I recently had the privilege to visit with Chou Ching-yu. . . .

A psychiatric social worker by profession, Chou Ching-yu is the wife of Yao Chia-wen, a distinguished human rights lawyer who is serving the seventh year of a 12-year prison sentence handed down by the authorities in Taiwan in the wake of the 1979 human rights day rally in Kaohsiung.

It is an embarrassment to our age that any government anywhere finds the advocacy of human rights and democracy a challenge to its legitimacy. Although Taiwan properly prides itself on its strong anticommunist stance and its alliance with the free world, the government's commitment to democratic values and principles is unimpressive.
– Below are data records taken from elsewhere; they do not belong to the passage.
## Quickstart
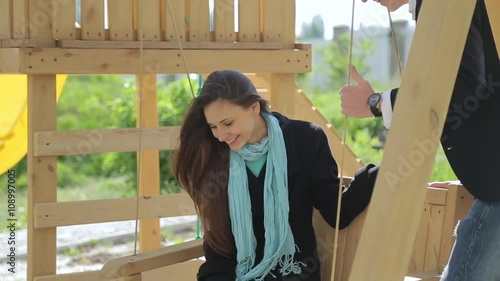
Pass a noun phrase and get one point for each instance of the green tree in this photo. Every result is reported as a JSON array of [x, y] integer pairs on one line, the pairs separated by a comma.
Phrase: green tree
[[336, 59], [314, 29], [173, 100]]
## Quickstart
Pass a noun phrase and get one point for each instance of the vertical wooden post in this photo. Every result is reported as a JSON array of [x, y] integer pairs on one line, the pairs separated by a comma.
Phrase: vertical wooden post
[[493, 8], [21, 20], [93, 20], [458, 203], [224, 20], [199, 21], [279, 26], [178, 12], [5, 19], [149, 25], [121, 20], [393, 215], [249, 21], [64, 15], [148, 163], [42, 171]]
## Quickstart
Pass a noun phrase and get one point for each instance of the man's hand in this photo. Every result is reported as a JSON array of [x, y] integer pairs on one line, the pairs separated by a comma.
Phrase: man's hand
[[443, 184], [393, 5], [355, 97]]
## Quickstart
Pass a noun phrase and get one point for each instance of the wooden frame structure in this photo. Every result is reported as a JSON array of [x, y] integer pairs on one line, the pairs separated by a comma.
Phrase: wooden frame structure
[[39, 38]]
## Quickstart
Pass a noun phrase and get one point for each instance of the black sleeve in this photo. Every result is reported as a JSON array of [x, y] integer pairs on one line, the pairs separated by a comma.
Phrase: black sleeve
[[217, 266], [472, 78], [326, 185]]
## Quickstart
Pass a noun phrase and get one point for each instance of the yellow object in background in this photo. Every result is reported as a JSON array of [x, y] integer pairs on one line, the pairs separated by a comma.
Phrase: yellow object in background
[[14, 118]]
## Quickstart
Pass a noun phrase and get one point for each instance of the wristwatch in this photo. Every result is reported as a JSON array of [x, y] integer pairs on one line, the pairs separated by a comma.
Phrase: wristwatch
[[374, 101]]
The continued incarceration of democratic opppositionists like Mr. Yao is an embarrassment to friends of Taiwan and a stumbling block to internal reconciliation. The much appreciated release of Lin Yi-hsiung and Rev. Kao Chun-ming make it difficult to understand why the authorities in Taiwan have refused thus far to commute Mr. Yao's sentence. . . .

His continued incarceration is disproportionately important because it is perceived by the American people as a test of our mutual commitment to freedom and democratic values. . . .

To the degree that a government finds it necessary or convenient to imprison individuals for defending democratic rights it cannot help but find its reputation tarnished and its friendship valued less highly.